On yesterday, Casey Mullins posted “An Open Letter to All Women Who Chose Not to Have Kids”.  In it, she wrote about the expectations from religion, society, and women themselves, regarding whether, when, and how many children women “should” have.

Ms. Mullins brought up several thought-provoking points surrounding this controversial topic.  One point she discussed was the comment people make about not knowing “the joys of parenthood until you experience it yourself.”  While it is true that personal experience gives us credibility in having gone through certain situations or life circumstances, we each have our own ideas and desires of what experiences will bring us joy.  Parenthood is not the only life experience that can bring us the personal fulfillment we seek.  Although I find great joy in being a parent, there are other life experiences that also bring me joy, such as spending time with family and friends, traveling, and yoga retreats.

Another point Ms. Mullins considered is how people have differing opinions about not only whether to have kids, but also when and how many.  Some people want to have kids early in life, while they have more physical strength and energy and fewer health concerns.  Others want to have kids later in life, after they have established their career and have built up their finances.  Some people prefer having children back-to-back, so that the kids can grow up together.  Others like to have a certain age gap between their kids, so that they can have a mix of different age groups.  Many people believe that two kids is a good number to have, while others prefer having only one, and still others choose to have none.  In my own life, I had wanted two children.  I ended up with only one.  People to this day still tell me that I should have had at least two children, that it is selfish for me to have an only child who will “grow up lonely”, and that I should have tried for a girl, so I could have a child of each sex.  The reality is that I would have loved to have more children  —  but I was physically unable to have more than one.  Of course, the people who have negative opinions about my having only one child are also the ones who do not know about my desire to have more if I were physically able to do so.

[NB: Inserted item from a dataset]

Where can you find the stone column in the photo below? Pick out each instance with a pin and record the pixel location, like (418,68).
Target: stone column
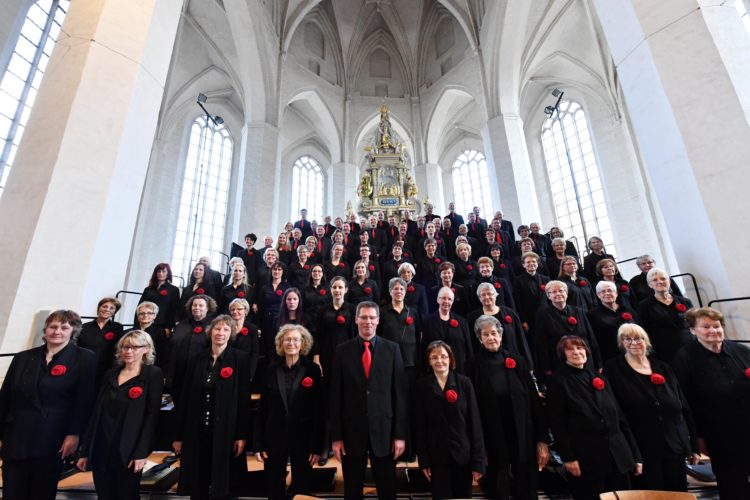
(69,209)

This brings me to the gist of Ms. Mullins’ article, which is that our personal opinions of others’ life choices are based on our OWN individual perspective and expectations of how life “should” be.  As Ms. Mullins mentioned (and as I have personally experienced), people may judge our life choices without ever knowing the reasons behind those choices  —  or whether the choices were made for us, as a result of our personal life circumstances that were beyond our control.

The bottom line is that only WE can ultimately make the life choices that will bring us the most joy and fulfillment  —  given whatever life circumstances we face, both within AND beyond our control.

There may be times when it can be a struggle to figure out which life choices will bring you the most joy and fulfillment.  During those times, it may be helpful to talk with a licensed family counselor, who can help you make the life choices which will be most beneficial and personally rewarding for YOU.